Talking to babies while examining them is a happy part of my work. When you get 18 inches from a baby’s face and start talking, baby’s face lights up–eyes widen, eyebrows go up and baby starts interacting back. She will coo, smile and try lots of other facial expressions. 18 inches is the distance babies see best; it's that far to mother’s face when she’s nursing. Also, Dr. Robert Fantz, who began research on baby perception in the 1960s, noticed that his study assistant got better reactions from babies than himself, seemingly because the assistant had a bushy mustache and eyebrows. Frantz thus tested pictures of exaggerated facial features on babies and found they react more to face-like patterns than random designs. Babies automatically watch, and react to, human faces.
More recent science shows that, during these interactions, not only do babies’ faces light up, but their brains do as well. Scans of brain metabolism during interactions demonstrate that the more infants are talked to, with more varied words, the more their brains grow in complexity and functionality. However, many people are uncomfortable talking to kids; ‘What do you say to a baby?”

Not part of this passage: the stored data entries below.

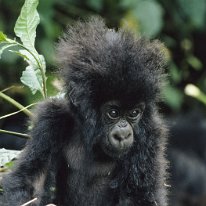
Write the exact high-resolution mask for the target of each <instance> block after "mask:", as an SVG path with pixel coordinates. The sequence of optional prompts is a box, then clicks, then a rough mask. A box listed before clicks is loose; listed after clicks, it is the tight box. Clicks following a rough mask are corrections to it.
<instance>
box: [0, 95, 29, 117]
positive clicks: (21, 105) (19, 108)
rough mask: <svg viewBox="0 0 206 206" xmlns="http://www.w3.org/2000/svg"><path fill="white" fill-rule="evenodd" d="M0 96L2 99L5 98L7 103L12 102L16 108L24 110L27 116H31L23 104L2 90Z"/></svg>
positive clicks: (9, 102) (12, 103)
mask: <svg viewBox="0 0 206 206" xmlns="http://www.w3.org/2000/svg"><path fill="white" fill-rule="evenodd" d="M0 97H2V98H3V99H5V100H6V101H8V102H9V103H11V104H13V105H14V106H15V107H17V108H18V109H20V110H22V112H24V113H25V114H26V115H28V116H29V117H31V116H32V113H31V112H30V111H29V110H28V109H26V108H25V107H24V106H23V105H21V104H20V103H19V102H17V101H15V100H14V99H12V98H11V97H9V96H8V95H6V94H4V93H3V92H0Z"/></svg>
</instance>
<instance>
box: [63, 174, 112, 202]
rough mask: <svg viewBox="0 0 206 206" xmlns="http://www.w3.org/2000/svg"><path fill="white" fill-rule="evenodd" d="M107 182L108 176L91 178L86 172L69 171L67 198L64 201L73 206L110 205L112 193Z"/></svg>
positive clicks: (111, 196) (108, 178) (67, 184)
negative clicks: (106, 176) (84, 172)
mask: <svg viewBox="0 0 206 206" xmlns="http://www.w3.org/2000/svg"><path fill="white" fill-rule="evenodd" d="M109 182H110V178H108V177H92V178H91V177H89V176H88V173H79V172H75V171H70V175H69V177H68V180H67V185H68V187H67V189H68V195H67V197H68V198H67V200H66V202H67V203H68V205H75V206H76V205H78V206H87V205H88V206H89V205H90V206H97V205H98V206H103V205H110V203H111V202H112V198H111V197H112V194H111V191H110V188H109ZM103 200H104V201H103ZM66 205H67V204H66Z"/></svg>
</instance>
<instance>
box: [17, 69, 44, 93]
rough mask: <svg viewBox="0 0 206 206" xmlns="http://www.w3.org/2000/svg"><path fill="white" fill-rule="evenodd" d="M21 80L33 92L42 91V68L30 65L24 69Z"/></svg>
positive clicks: (42, 80)
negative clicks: (31, 65) (39, 68)
mask: <svg viewBox="0 0 206 206" xmlns="http://www.w3.org/2000/svg"><path fill="white" fill-rule="evenodd" d="M20 79H21V82H22V83H23V84H25V85H27V86H28V87H29V88H30V89H31V91H32V94H35V93H36V92H37V91H40V92H41V93H42V84H43V80H42V76H41V72H40V70H35V69H34V68H33V67H32V66H31V65H29V66H28V67H27V68H26V70H25V71H23V73H22V76H21V78H20Z"/></svg>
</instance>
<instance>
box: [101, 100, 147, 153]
mask: <svg viewBox="0 0 206 206" xmlns="http://www.w3.org/2000/svg"><path fill="white" fill-rule="evenodd" d="M144 108H145V104H144V103H139V104H136V105H134V106H123V105H121V104H120V102H118V101H109V102H106V103H105V104H103V106H102V108H101V113H102V124H103V127H104V131H105V132H104V135H103V137H102V138H101V147H102V149H103V151H104V152H105V153H106V154H107V155H109V156H111V157H121V156H122V155H123V154H126V153H127V152H128V151H129V150H130V148H131V147H132V145H133V142H134V141H135V140H134V132H133V128H134V127H136V126H138V123H139V121H140V119H141V116H142V113H143V111H144Z"/></svg>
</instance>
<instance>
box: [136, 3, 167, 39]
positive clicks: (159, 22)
mask: <svg viewBox="0 0 206 206" xmlns="http://www.w3.org/2000/svg"><path fill="white" fill-rule="evenodd" d="M133 14H134V16H135V17H136V18H137V20H138V21H139V23H140V27H141V32H142V33H143V34H144V35H145V36H148V37H154V36H155V35H157V34H158V33H159V32H160V31H161V29H162V26H163V9H162V7H161V5H160V4H158V3H157V2H156V1H153V0H141V1H139V3H138V4H137V6H136V8H134V10H133Z"/></svg>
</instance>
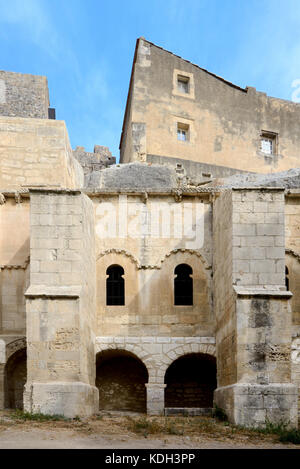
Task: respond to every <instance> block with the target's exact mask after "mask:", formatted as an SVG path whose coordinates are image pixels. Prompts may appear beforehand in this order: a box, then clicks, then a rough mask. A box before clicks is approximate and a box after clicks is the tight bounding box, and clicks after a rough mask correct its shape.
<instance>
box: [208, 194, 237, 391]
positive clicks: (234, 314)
mask: <svg viewBox="0 0 300 469" xmlns="http://www.w3.org/2000/svg"><path fill="white" fill-rule="evenodd" d="M232 216H233V215H232V193H231V191H227V192H224V193H222V194H220V196H219V197H217V198H216V200H215V202H214V206H213V243H214V244H213V266H214V271H213V278H214V281H213V282H214V283H213V285H214V287H213V288H214V312H215V317H216V344H217V374H218V386H227V385H229V384H231V383H234V382H235V381H236V341H237V338H236V327H235V320H236V319H235V298H234V293H233V289H232V264H233V260H232V250H233V247H232Z"/></svg>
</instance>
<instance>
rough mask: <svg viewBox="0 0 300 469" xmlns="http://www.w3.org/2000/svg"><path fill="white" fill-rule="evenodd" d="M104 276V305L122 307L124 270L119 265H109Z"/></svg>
mask: <svg viewBox="0 0 300 469" xmlns="http://www.w3.org/2000/svg"><path fill="white" fill-rule="evenodd" d="M106 274H107V275H108V278H107V279H106V304H107V305H117V306H122V305H124V304H125V295H124V290H125V289H124V283H125V282H124V279H123V277H122V275H124V269H123V267H121V266H120V265H111V266H110V267H108V269H107V271H106Z"/></svg>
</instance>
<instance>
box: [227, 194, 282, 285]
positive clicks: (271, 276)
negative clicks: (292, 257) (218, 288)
mask: <svg viewBox="0 0 300 469" xmlns="http://www.w3.org/2000/svg"><path fill="white" fill-rule="evenodd" d="M232 197H233V283H234V284H236V285H247V286H250V285H251V286H255V285H257V286H259V285H260V286H264V287H266V286H268V285H274V286H275V285H277V286H279V285H282V287H284V285H285V252H284V226H285V220H284V191H283V189H278V190H276V189H275V190H270V189H267V190H265V191H264V190H259V189H258V190H257V189H256V190H248V191H246V190H245V191H243V190H234V191H233V195H232Z"/></svg>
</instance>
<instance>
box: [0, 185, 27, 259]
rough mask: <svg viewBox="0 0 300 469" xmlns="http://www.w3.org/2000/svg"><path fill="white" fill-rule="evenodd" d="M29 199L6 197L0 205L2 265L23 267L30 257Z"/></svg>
mask: <svg viewBox="0 0 300 469" xmlns="http://www.w3.org/2000/svg"><path fill="white" fill-rule="evenodd" d="M29 210H30V204H29V198H25V197H21V198H18V197H17V196H16V197H15V196H14V194H10V196H7V195H6V196H4V198H3V203H2V204H0V265H2V266H7V265H10V266H19V265H23V264H24V262H25V261H26V260H27V259H28V257H29Z"/></svg>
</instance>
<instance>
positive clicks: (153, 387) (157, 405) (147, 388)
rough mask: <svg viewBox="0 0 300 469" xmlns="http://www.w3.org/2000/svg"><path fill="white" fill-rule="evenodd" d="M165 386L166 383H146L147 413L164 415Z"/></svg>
mask: <svg viewBox="0 0 300 469" xmlns="http://www.w3.org/2000/svg"><path fill="white" fill-rule="evenodd" d="M166 386H167V385H166V384H154V383H147V384H146V388H147V414H148V415H164V410H165V388H166Z"/></svg>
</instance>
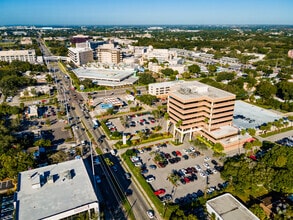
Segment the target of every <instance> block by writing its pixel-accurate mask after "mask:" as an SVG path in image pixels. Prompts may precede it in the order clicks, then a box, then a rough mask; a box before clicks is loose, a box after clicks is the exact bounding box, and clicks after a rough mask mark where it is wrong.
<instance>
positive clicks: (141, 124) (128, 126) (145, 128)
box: [106, 114, 158, 135]
mask: <svg viewBox="0 0 293 220" xmlns="http://www.w3.org/2000/svg"><path fill="white" fill-rule="evenodd" d="M108 123H109V126H108V124H106V125H107V126H108V128H109V130H111V129H112V130H111V131H116V130H117V131H120V132H122V131H123V132H124V134H128V135H135V134H137V133H138V132H139V131H141V132H143V133H146V134H150V133H151V132H152V131H153V129H154V127H155V126H157V125H158V122H157V121H156V120H155V119H154V117H153V116H152V115H151V114H133V115H128V116H125V126H124V125H123V124H122V122H121V120H120V118H113V119H110V120H108Z"/></svg>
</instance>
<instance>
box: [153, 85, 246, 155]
mask: <svg viewBox="0 0 293 220" xmlns="http://www.w3.org/2000/svg"><path fill="white" fill-rule="evenodd" d="M149 93H150V94H153V95H156V96H158V97H163V98H164V97H166V96H168V113H169V117H170V122H171V123H172V124H173V125H174V126H173V129H174V130H173V133H174V137H175V135H176V132H177V134H178V133H179V134H180V141H181V142H182V141H183V137H184V135H186V134H189V137H190V139H191V137H192V135H201V136H204V137H205V138H207V139H208V140H209V141H211V142H213V143H221V144H222V145H223V146H224V149H225V150H226V151H228V150H232V149H235V148H237V147H240V146H242V145H243V143H244V142H245V141H246V140H247V139H248V138H249V136H240V135H239V134H238V133H239V130H238V128H236V127H233V126H232V119H233V112H234V103H235V95H234V94H232V93H229V92H226V91H223V90H220V89H217V88H215V87H212V86H208V85H205V84H203V83H200V82H197V81H192V82H184V81H174V82H164V83H157V84H150V85H149Z"/></svg>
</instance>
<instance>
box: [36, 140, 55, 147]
mask: <svg viewBox="0 0 293 220" xmlns="http://www.w3.org/2000/svg"><path fill="white" fill-rule="evenodd" d="M34 146H39V147H51V146H52V143H51V141H50V140H45V139H40V140H37V141H35V143H34Z"/></svg>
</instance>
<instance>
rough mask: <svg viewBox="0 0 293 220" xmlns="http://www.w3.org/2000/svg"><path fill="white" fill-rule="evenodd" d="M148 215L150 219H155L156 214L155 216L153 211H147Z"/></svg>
mask: <svg viewBox="0 0 293 220" xmlns="http://www.w3.org/2000/svg"><path fill="white" fill-rule="evenodd" d="M147 215H148V217H149V218H154V217H155V214H154V211H153V210H147Z"/></svg>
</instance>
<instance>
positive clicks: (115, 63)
mask: <svg viewBox="0 0 293 220" xmlns="http://www.w3.org/2000/svg"><path fill="white" fill-rule="evenodd" d="M97 57H98V61H99V62H101V63H107V64H118V63H120V62H122V53H121V51H120V49H117V48H115V46H114V44H104V45H102V46H100V47H98V48H97Z"/></svg>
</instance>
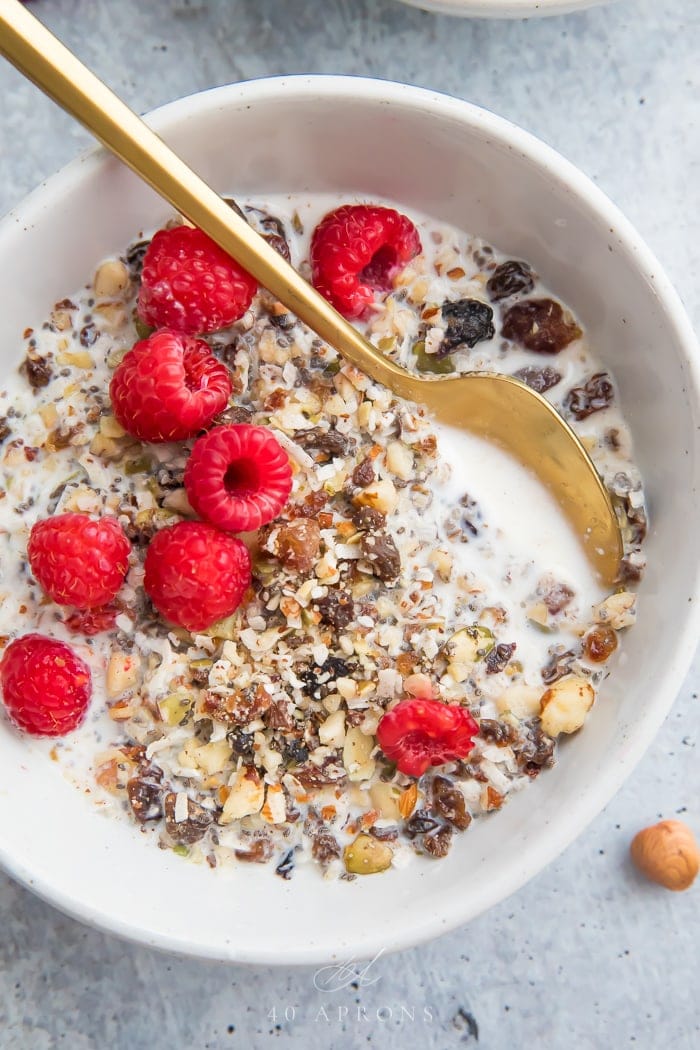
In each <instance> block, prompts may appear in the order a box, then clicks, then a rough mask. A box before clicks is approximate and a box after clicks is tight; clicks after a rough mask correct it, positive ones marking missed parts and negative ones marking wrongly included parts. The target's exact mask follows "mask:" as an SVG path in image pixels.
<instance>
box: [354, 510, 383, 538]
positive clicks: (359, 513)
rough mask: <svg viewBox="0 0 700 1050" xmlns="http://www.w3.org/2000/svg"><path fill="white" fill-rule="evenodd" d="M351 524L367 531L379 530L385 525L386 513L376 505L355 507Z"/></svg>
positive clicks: (371, 531)
mask: <svg viewBox="0 0 700 1050" xmlns="http://www.w3.org/2000/svg"><path fill="white" fill-rule="evenodd" d="M352 518H353V524H354V525H355V526H356V527H357V528H361V529H364V530H365V531H367V532H380V531H381V530H382V529H383V528H384V526H385V525H386V514H383V513H382V511H381V510H377V509H376V507H356V508H355V509H354V510H353V514H352Z"/></svg>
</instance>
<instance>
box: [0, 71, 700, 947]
mask: <svg viewBox="0 0 700 1050" xmlns="http://www.w3.org/2000/svg"><path fill="white" fill-rule="evenodd" d="M280 92H283V93H284V95H285V96H287V98H288V100H289V98H294V99H296V100H298V101H299V102H306V103H309V102H313V101H314V100H319V98H320V99H321V100H322V101H324V102H327V100H328V98H334V99H337V100H338V101H353V102H357V101H358V100H360V101H361V102H366V103H368V104H376V103H377V102H381V103H382V104H384V105H395V106H403V107H408V108H410V109H413V110H418V111H422V112H423V113H424V114H426V116H434V114H436V113H439V114H440V116H442V117H444V118H447V119H452V120H457V121H459V122H461V123H463V124H466V125H468V126H470V127H471V128H473V129H474V130H475V131H476V132H481V133H487V134H489V135H491V137H493V138H495V139H497V140H499V141H500V142H501V143H502V144H503V145H505V146H506V147H507V148H509V149H512V150H516V151H517V152H518V153H519V154H522V155H523V156H524V158H525V159H526V160H528V161H529V162H530V163H531V164H533V165H534V166H535V167H537V168H539V169H540V170H544V171H545V172H546V173H548V174H549V175H550V176H551V177H553V178H555V180H557V181H559V182H560V183H563V184H565V185H566V186H567V187H568V189H569V191H570V192H571V193H572V194H573V195H574V196H575V197H576V198H577V199H578V201H579V202H580V203H581V204H582V205H585V206H586V209H587V210H588V211H589V212H593V213H595V215H596V217H597V218H599V219H604V222H606V224H607V225H608V226H609V227H610V228H612V229H614V231H615V233H616V235H617V237H618V240H619V245H620V248H621V250H623V251H624V253H625V255H627V256H628V257H629V259H630V265H631V266H634V267H636V269H637V270H638V271H640V272H641V273H642V274H643V275H644V277H645V278H646V280H648V282H649V283H650V285H651V286H653V287H654V288H655V289H656V293H657V297H658V300H659V306H660V309H661V311H662V313H663V314H664V317H665V319H666V321H667V324H669V328H670V330H673V331H674V333H675V335H676V337H677V340H678V343H679V345H681V346H682V348H683V350H684V352H685V358H684V360H685V363H686V365H687V379H688V393H690V395H691V398H692V400H694V401H695V405H696V408H697V411H698V415H699V416H700V348H699V346H698V342H697V340H696V336H695V333H694V330H693V328H692V324H691V321H690V319H688V317H687V315H686V313H685V310H684V308H683V306H682V303H681V300H680V298H679V296H678V294H677V293H676V291H675V289H674V288H673V286H672V285H671V282H670V280H669V278H667V277H666V275H665V273H664V272H663V270H662V268H661V267H660V266H659V264H658V261H657V259H656V258H655V256H654V254H653V253H652V251H651V250H650V249H649V248H648V247H646V245H645V243H644V241H643V239H642V238H641V236H640V235H639V234H638V233H637V232H636V230H635V229H634V227H633V226H632V224H631V223H630V222H629V220H628V219H627V218H625V217H624V216H623V215H622V213H621V212H620V211H619V210H618V208H617V207H616V206H615V205H614V204H613V203H612V202H611V201H610V199H609V198H608V197H607V196H606V194H604V193H603V192H602V191H601V190H600V189H599V188H598V187H597V186H596V185H595V184H594V183H593V182H592V181H591V180H590V178H589V177H588V176H587V175H585V174H584V173H582V172H581V171H580V170H579V169H578V168H576V167H575V166H574V165H573V164H572V163H571V162H569V161H567V160H566V159H565V158H564V156H561V154H559V153H558V152H557V151H556V150H554V149H553V148H552V147H550V146H548V145H547V144H545V143H544V142H542V141H540V140H539V139H537V138H536V137H535V135H533V134H531V133H530V132H528V131H525V130H523V129H522V128H519V127H517V126H516V125H514V124H512V123H511V122H510V121H508V120H506V119H504V118H502V117H499V116H495V114H494V113H492V112H491V111H490V110H488V109H485V108H483V107H479V106H475V105H473V104H472V103H469V102H466V101H464V100H462V99H458V98H453V97H451V96H448V95H445V93H442V92H438V91H433V90H430V89H426V88H421V87H413V86H410V85H406V84H401V83H397V82H393V81H385V80H379V79H372V78H364V77H349V76H322V75H318V76H317V75H297V76H285V77H270V78H261V79H259V80H253V81H242V82H239V83H236V84H228V85H222V86H220V87H214V88H210V89H208V90H206V91H199V92H195V93H193V95H189V96H185V97H183V98H179V99H177V100H174V101H172V102H169V103H167V104H166V105H164V106H161V107H158V108H157V109H154V110H152V111H151V112H150V113H148V114H147V120H148V122H149V124H151V126H153V127H154V128H155V130H156V131H160V132H162V133H165V134H167V131H168V128H169V126H170V125H171V124H175V123H177V122H179V121H183V120H186V119H191V118H192V117H196V114H197V113H198V112H200V111H204V110H208V109H209V108H210V107H211V106H216V107H219V108H228V107H229V106H232V105H238V104H240V103H241V102H243V103H245V104H246V105H254V104H255V103H256V102H257V101H267V100H272V99H276V98H279V96H280ZM110 161H111V156H110V154H109V153H107V151H106V150H104V149H103V148H102V147H93V148H91V149H89V150H87V151H85V152H83V153H82V154H80V155H79V156H77V158H76V159H75V160H73V161H71V162H69V163H68V164H67V165H66V166H64V167H63V168H62V169H61V170H60V171H59V172H57V173H56V174H54V175H51V176H49V177H48V178H47V180H45V181H44V182H42V183H41V184H40V185H39V186H38V187H37V189H35V190H34V191H33V192H31V193H29V194H28V195H27V196H26V197H24V199H23V201H22V202H20V204H19V205H17V206H16V207H15V208H14V209H12V210H10V211H9V212H8V213H7V214H6V215H5V217H4V218H2V219H0V240H1V239H2V237H3V235H4V233H5V232H6V231H7V230H8V229H9V228H10V227H13V228H14V227H15V226H16V224H18V223H20V224H22V225H23V226H25V227H29V228H30V227H31V225H33V216H34V215H39V214H40V213H41V212H42V210H43V208H44V206H45V201H44V197H45V194H46V190H47V189H48V190H49V191H50V193H51V194H52V195H60V194H61V193H62V192H64V190H65V189H67V188H68V187H69V186H72V184H73V183H75V182H76V180H77V178H78V180H80V178H81V177H84V176H85V175H86V174H92V173H93V172H96V171H99V170H100V169H101V168H102V167H104V166H105V165H106V164H107V163H109V162H110ZM688 592H690V593H691V594H692V601H691V609H690V611H688V613H687V615H686V617H685V619H684V623H683V625H682V627H681V630H680V631H679V634H678V637H677V642H676V649H675V652H674V658H673V659H672V660H669V669H667V671H666V672H665V675H664V678H663V688H661V689H659V690H658V692H657V694H656V695H655V696H654V697H653V698H652V699H651V700H650V705H649V709H648V711H646V714H645V716H644V717H643V719H641V720H640V721H638V722H636V723H635V724H633V726H631V727H629V732H628V735H627V737H625V740H624V747H623V748H621V749H620V751H619V753H618V755H617V756H616V761H615V762H614V763H613V762H610V763H609V766H608V769H607V770H606V771H604V773H602V774H601V775H600V777H599V778H598V779H597V780H596V781H595V782H594V783H592V784H590V790H589V791H587V792H586V793H580V795H579V797H578V799H577V800H576V801H575V803H574V804H573V806H572V807H571V808H570V810H569V811H568V812H567V819H566V823H564V822H563V823H557V822H553V823H550V824H547V825H543V828H542V836H540V838H539V840H538V845H537V849H536V850H533V852H532V854H530V855H528V856H527V857H522V858H521V861H519V863H518V864H513V865H512V866H511V867H510V869H509V870H507V871H502V873H499V874H497V875H496V877H494V878H493V879H492V880H490V881H489V882H488V884H486V885H484V886H483V887H481V891H480V892H479V894H474V895H472V896H471V897H470V898H469V899H468V900H465V906H464V908H463V909H460V910H458V911H454V912H450V913H449V915H448V916H442V915H440V913H432V915H430V916H423V917H420V916H417V917H416V919H415V920H413V921H411V923H406V924H404V925H402V928H400V929H397V930H396V932H395V937H394V939H393V943H391V946H390V949H389V950H391V951H396V950H401V949H404V948H408V947H413V946H416V945H418V944H422V943H425V942H426V941H428V940H431V939H433V938H436V937H438V936H439V934H441V933H445V932H448V931H450V930H453V929H455V928H458V927H459V926H462V925H464V924H465V923H466V922H468V921H469V920H470V919H472V918H474V917H475V916H478V915H480V913H481V912H483V911H485V910H487V909H488V908H490V907H492V906H493V905H494V904H496V903H500V902H501V901H502V900H504V899H506V898H507V897H508V896H510V895H511V894H513V892H514V891H515V890H516V889H519V888H521V886H523V885H525V884H526V883H527V882H528V881H529V880H530V879H531V878H533V877H534V876H535V875H537V874H538V873H539V871H540V870H542V869H543V868H544V867H546V866H547V865H548V864H549V863H551V862H552V861H553V860H554V859H555V858H556V857H558V856H559V855H560V854H561V853H563V852H564V850H565V849H566V848H567V847H568V846H569V845H570V844H571V843H572V842H573V841H574V839H575V838H577V836H578V835H579V834H580V833H581V832H582V831H584V829H585V828H586V826H587V825H588V824H589V823H590V822H591V821H592V820H593V818H594V817H596V816H597V815H598V814H599V812H600V811H601V810H602V808H603V807H604V806H606V805H607V804H608V802H610V801H611V799H612V798H613V796H614V795H615V794H616V793H617V791H618V790H619V787H620V786H621V784H622V782H623V781H624V780H625V778H627V777H628V776H629V775H630V773H631V772H632V770H633V769H634V766H635V765H636V764H637V762H638V761H639V759H640V758H641V757H642V755H643V753H644V752H645V750H646V749H648V747H649V745H650V743H651V742H652V740H653V738H654V736H655V735H656V733H657V731H658V729H659V727H660V726H661V722H662V721H663V719H664V717H665V716H666V714H667V713H669V711H670V709H671V707H672V705H673V702H674V700H675V698H676V696H677V694H678V692H679V690H680V688H681V686H682V684H683V680H684V678H685V676H686V673H687V670H688V668H690V666H691V661H692V659H693V656H694V653H695V650H696V644H697V639H698V636H699V635H700V565H698V568H697V569H696V574H695V579H694V580H693V581H692V582H690V583H688ZM0 867H2V868H3V869H4V870H5V871H6V873H7V874H8V875H10V876H12V877H13V878H14V879H16V880H17V881H19V882H20V883H23V884H24V885H25V886H27V887H28V888H30V889H31V890H33V891H34V892H35V894H37V895H38V896H39V897H41V898H42V899H44V900H45V901H47V902H48V903H50V904H52V905H54V906H55V907H57V908H58V909H59V910H61V911H63V912H64V913H66V915H68V916H70V917H72V918H75V919H78V920H80V921H81V922H83V923H85V924H86V925H88V926H91V927H94V928H99V929H102V930H106V931H108V932H111V933H114V934H116V936H119V937H121V938H124V939H126V940H128V941H131V942H133V943H137V944H142V945H146V946H148V947H154V948H160V949H162V950H166V951H169V952H173V953H178V954H184V955H194V957H196V958H199V959H214V960H219V961H221V962H229V963H231V962H235V963H246V964H264V965H307V964H312V963H320V962H327V960H328V952H327V950H326V948H325V947H322V946H316V945H314V944H311V945H295V946H294V949H293V950H292V951H290V952H289V953H285V957H284V959H280V955H279V951H277V952H276V953H275V954H273V953H272V952H268V951H266V950H260V949H256V948H255V946H253V947H252V948H248V949H243V950H242V951H241V950H238V948H237V949H236V953H235V958H232V955H231V952H230V950H229V951H228V952H227V951H226V950H225V948H224V946H222V945H213V944H212V945H209V946H207V947H205V946H201V945H192V944H191V943H189V942H187V941H186V940H185V939H184V938H182V937H179V936H173V934H169V933H168V932H165V931H163V930H158V931H154V930H148V929H145V928H144V927H143V926H141V925H137V924H134V923H130V922H129V921H127V920H123V919H121V918H116V917H114V916H113V915H110V913H109V912H107V911H106V910H100V909H98V908H93V907H92V906H89V905H86V904H84V903H83V902H82V901H81V900H80V899H79V898H78V897H72V896H71V895H70V894H69V892H66V891H63V890H61V889H58V888H56V887H55V886H52V885H51V883H50V879H45V878H43V877H41V876H39V875H38V873H37V871H34V870H30V869H28V868H26V867H25V866H24V865H23V864H21V863H17V862H16V861H14V859H13V857H12V856H10V855H9V854H8V852H7V850H6V848H5V847H4V846H3V844H2V843H1V842H0ZM353 936H354V945H355V947H356V951H355V954H354V958H356V959H364V958H369V957H370V955H372V954H373V953H376V952H377V951H378V950H380V949H381V950H386V945H385V943H383V944H382V943H379V940H378V938H377V937H376V936H373V933H372V931H365V930H363V929H361V928H358V929H357V930H356V931H355V932H354V934H353Z"/></svg>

It turns out, say anything! Talk about your work, the laundry, what’s cooking. It’s less important what you say than how you’re saying it. Babies respond to “parentese,” the higher-pitched voice, with inflection (the “sing-song” of speech), and they try to imitate. The book “Thirty Million Words,” mentioned above, lays out rules for this talk. First, Tune In, meaning turn off TVs and phones and get kids’ attention. Second, Talk More: more and bigger words. Finally, Take Turns: give babies and children turns to respond and practice interacting. This talk particularly happens with bedtime story reading and is crucial for kids’ intelligence. Talking to babies isn't just fun, it's important too.